Dejad que me explique, continúa Mao. Si la Revolución Cultural fracasa, me retiraré. Me llevaré conmigo al camarada Lin Piao. Regresaremos a las montañas. Os quedaréis con todo. Estoy seguro de que por esto estáis aquí hoy, ¿no? Queréis a Liu y el capitalismo. Queréis devolver la China popular a los grandes latifundistas y empresarios industriales. Muy bien. Presenciaréis cómo vuestros hijos vuelven a ser vendidos y explotados. ¡Quedaos con todo! ¿Por qué no habláis? ¿Qué pasa? ¿A qué vienen este silencio y estas expresiones de resentimiento? Habéis hecho sufrir a mi esposa, la camarada Jiang Qing. Nunca la habéis reconocido como mi representante y como líder por derecho propio. ¿Qué verdad se esconde detrás? ¿Cómo os a atrevéis a pretender que esto no va dirigido contra mí? ¡Haceos con el poder entonces! Vamos, mariscal Tan y Chen, los que metéis más ruido, los más aferrados a vuestras ideas. ¿Por qué no arrestáis a mi mujer? ¡Lleváosla! ¡Fusiladla! ¡Apretad el gatillo! Destruid el cuartel general de la Revolución Cultural. Enviad a Kang Sheng al exilio y deshaceos de mí de una vez por todas. Adelante, si sentís tanto odio hacia la camarada Jiang Qing y hacia mí. ¡¿Por qué no os vais a la mierda?!

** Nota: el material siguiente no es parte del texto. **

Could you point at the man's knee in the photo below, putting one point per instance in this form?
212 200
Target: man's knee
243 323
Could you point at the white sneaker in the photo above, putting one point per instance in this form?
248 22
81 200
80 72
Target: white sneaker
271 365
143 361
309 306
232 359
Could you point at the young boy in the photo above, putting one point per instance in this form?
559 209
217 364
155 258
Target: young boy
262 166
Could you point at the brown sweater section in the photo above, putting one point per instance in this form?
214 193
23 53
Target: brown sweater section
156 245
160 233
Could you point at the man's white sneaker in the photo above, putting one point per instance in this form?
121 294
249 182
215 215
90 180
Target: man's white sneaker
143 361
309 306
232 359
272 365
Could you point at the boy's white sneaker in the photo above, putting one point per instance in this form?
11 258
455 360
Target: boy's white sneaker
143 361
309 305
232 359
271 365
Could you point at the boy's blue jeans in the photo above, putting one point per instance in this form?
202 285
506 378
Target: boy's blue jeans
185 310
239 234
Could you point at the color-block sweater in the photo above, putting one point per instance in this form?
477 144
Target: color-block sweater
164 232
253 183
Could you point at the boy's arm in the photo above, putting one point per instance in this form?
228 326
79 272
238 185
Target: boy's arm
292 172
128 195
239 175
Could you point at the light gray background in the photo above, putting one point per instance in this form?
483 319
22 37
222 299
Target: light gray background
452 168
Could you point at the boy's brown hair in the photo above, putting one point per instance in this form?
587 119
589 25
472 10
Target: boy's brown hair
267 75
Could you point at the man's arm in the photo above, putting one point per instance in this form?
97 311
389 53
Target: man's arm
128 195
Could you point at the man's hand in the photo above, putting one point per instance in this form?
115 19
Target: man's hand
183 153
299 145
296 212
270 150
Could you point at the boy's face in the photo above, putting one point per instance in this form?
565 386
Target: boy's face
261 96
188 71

Como un insecto que se arroja al fuego, Tan se levanta y empieza a maldecir. ¡Qué vergüenza!
Mao aprieta la mandíbula. El cigarrillo que tiene entre los dedos se rompe. Cuando vuelve a hablar, su voz suena extraña, como si saliera con flema. Si quieres convertirte en un reaccionario, en el enemigo del pueblo, por mí no hay problema. ¿Qué puedo hacer yo? Si hace treinta y tres años salvé al ejército fue porque el ejército quería ser salvado. ¿Tengo razón, primer ministro Chu?
El primer ministro Chu y los viejos camaradas bajan la cabeza. Mao remueve el pasado, el horror que vivieron sin su liderazgo, las tres cuartas partes del Ejército Rojo destruidas en meses, la vergonzosa conducta del Partido, de hombres entre los que se incluía el primer ministro Chu, y cómo Mao convirtió sin ayuda de nadie la derrota en victoria.